Using Google Code Search To Find Vulnerable Sites
ShoeMoney wrote a detailed write up on how hackers can easily use Google Code Search to quickly find sites that are vulnerable to being hacked. ShoeMoney shows XSS exploits, SQL injection exploits and more. ShoeMoney wasn’t the first to spot this. SEO Egghead wrote about some examples on October 5th. Is Google to blame? I don’t think so.
Postscript From Danny: Finding security exploits via Google or other search engines is pretty old news, going back for years. Below, a recap of some of these issues plus how you need to watch what your systems are spitting out for Google and other search engines.
Another story in July talked of using regular Google to seek out exploits.

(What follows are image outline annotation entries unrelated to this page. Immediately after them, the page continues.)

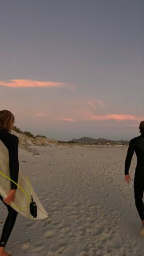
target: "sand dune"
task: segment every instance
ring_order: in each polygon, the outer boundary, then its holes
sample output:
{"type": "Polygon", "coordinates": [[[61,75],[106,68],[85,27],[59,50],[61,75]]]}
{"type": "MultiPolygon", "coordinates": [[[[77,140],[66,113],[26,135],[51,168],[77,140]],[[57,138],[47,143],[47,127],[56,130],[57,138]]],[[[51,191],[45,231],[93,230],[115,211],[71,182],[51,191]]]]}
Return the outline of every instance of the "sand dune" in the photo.
{"type": "MultiPolygon", "coordinates": [[[[143,255],[133,191],[136,159],[127,185],[126,147],[31,147],[31,152],[20,149],[20,167],[49,218],[18,215],[7,245],[13,255],[143,255]]],[[[2,203],[0,211],[1,228],[2,203]]]]}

Back in January 2005, McAfee released a tool to tap into Google to do the same thing.
Here’s New Scientist with an article on using Google to find exploits back in August 2003. From the lead:
Computer hackers have adopted a startling strategy in their attempts to break into websites. By using the popular search engine Google, they do not have to visit a site to plan an attack. Instead, they can get all the information they need from Google’s cached versions of web pages, say experts in the US.
And another from Wired in March 2003, same topic:
“Google, properly leveraged, has more intrusion potential than any hacking tool,” said hacker Adrian Lamo, who recently sounded the alarm.

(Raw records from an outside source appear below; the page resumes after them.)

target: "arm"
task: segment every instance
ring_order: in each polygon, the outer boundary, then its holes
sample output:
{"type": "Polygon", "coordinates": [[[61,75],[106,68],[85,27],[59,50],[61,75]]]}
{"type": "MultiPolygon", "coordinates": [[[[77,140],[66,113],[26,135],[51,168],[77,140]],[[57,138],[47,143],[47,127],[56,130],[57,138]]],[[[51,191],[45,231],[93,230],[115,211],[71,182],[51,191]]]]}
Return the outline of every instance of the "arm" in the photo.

Google Code Search scans through just computer code, which potentially makes finding exploits easier. The concerns over this were aired back after it launched in October. See articles such as:
- Google Code Search peers into programs’ flaws from SecurityFocus
- Google Code Search for Security Vulnerabilities from Chris Shiflett (and discusses some of the exact things at ShoeMoney’s article)

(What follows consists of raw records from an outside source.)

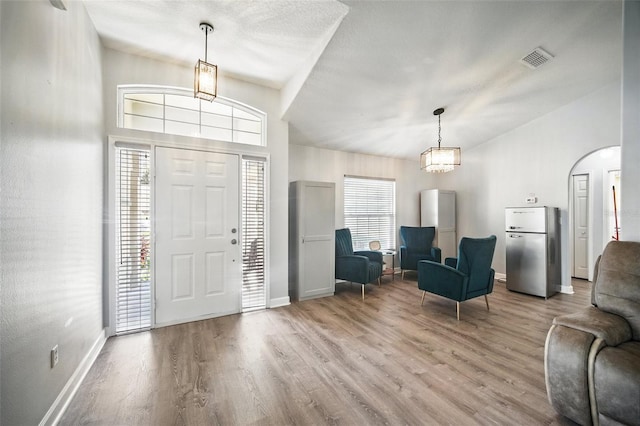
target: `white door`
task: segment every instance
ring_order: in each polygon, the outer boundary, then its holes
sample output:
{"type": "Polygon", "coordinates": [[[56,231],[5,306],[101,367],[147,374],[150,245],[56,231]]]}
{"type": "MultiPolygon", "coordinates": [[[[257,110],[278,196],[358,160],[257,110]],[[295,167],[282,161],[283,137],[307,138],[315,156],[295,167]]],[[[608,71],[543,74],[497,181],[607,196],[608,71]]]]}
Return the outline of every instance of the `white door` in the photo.
{"type": "Polygon", "coordinates": [[[573,176],[573,276],[589,278],[589,175],[573,176]]]}
{"type": "Polygon", "coordinates": [[[156,325],[241,311],[238,162],[156,148],[156,325]]]}

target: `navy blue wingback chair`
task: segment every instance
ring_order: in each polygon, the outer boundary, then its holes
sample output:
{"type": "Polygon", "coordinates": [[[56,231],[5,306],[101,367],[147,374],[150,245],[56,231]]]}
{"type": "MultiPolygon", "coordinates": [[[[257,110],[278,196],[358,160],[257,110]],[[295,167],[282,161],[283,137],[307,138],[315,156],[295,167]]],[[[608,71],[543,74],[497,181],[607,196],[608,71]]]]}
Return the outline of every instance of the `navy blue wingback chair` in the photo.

- Google Code Search gives security experts a sinking feeling from SearchSecurity.com
- Using Google Code Search to Find Security Bugs from O’Reilly.
I think ShoeMoney’s post is mainly interesting in that he made use of the Google Sitemaps program and was spitting out a file listing everything on his web server. Everything. He writes:
Now while this was interesting it still did not explain how the page was even indexed…. ohh wait I use Google Sitemaps and I had it on to index everything (the default setting) OUPS!!
Now to be honest… this is my fault. I in no way blame Google what so ever. I had old exploitable code on my server and I told sitemaps to index it so… my fault.
I have since been working with the sitemaps team and I had some suggestions to leave some files off by default (like .inc .func) or only allow common web files with extensions like .php .html .asp etc… I hope they do this cause as sitemaps gets more popular its only going to expose more idiot webmasters like me that run with the default settings.
To be clear, sitemaps has no “default” setting to index everything. By default, Google itself will spider any URL it comes across. But the “default” ShoeMoney is talking about almost certainly relates to a third-party sitemaps program to generate a sitemaps file for Google.
I’m not sure what blog software he’s using, but he’s probably got a plug-in running and the defaults of THAT PLUG-IN (not Google) was spitting this all out into a sitemaps file that ShoeMoney was telling Google to index.
The idea of automatically blocking some files from sitemaps is interesting but doesn’t make a lot of sense. Some people don’t use “common extensions” at all and are going to be annoyed to discover that Google is “ignoring” what they told it to index. The idea behind a site owner purposely putting out a sitemaps file is that they are explicitly saying, “index this stuff.” Don’t want it indexed? Don’t put it out on the web.
The real culprit is whatever program is generating links to some of these files, as well as security needing to be tightened over all. ShoeMoney’s pretty with it in not blaming Google. And one expert in that SearchSecurity.com article saw positives in Google Code Search:
Still, the new search engine has plenty of potential as a legitimate tool for developers and could end up being a net positive in terms of security, Caceres said.
“People shouldn’t be so quick to label this a security disaster,” he said. “Security-wise, in the long term I think it could be a good thing because developers will realize that what they do has implications and will be seen. So maybe they’ll be a little more careful.”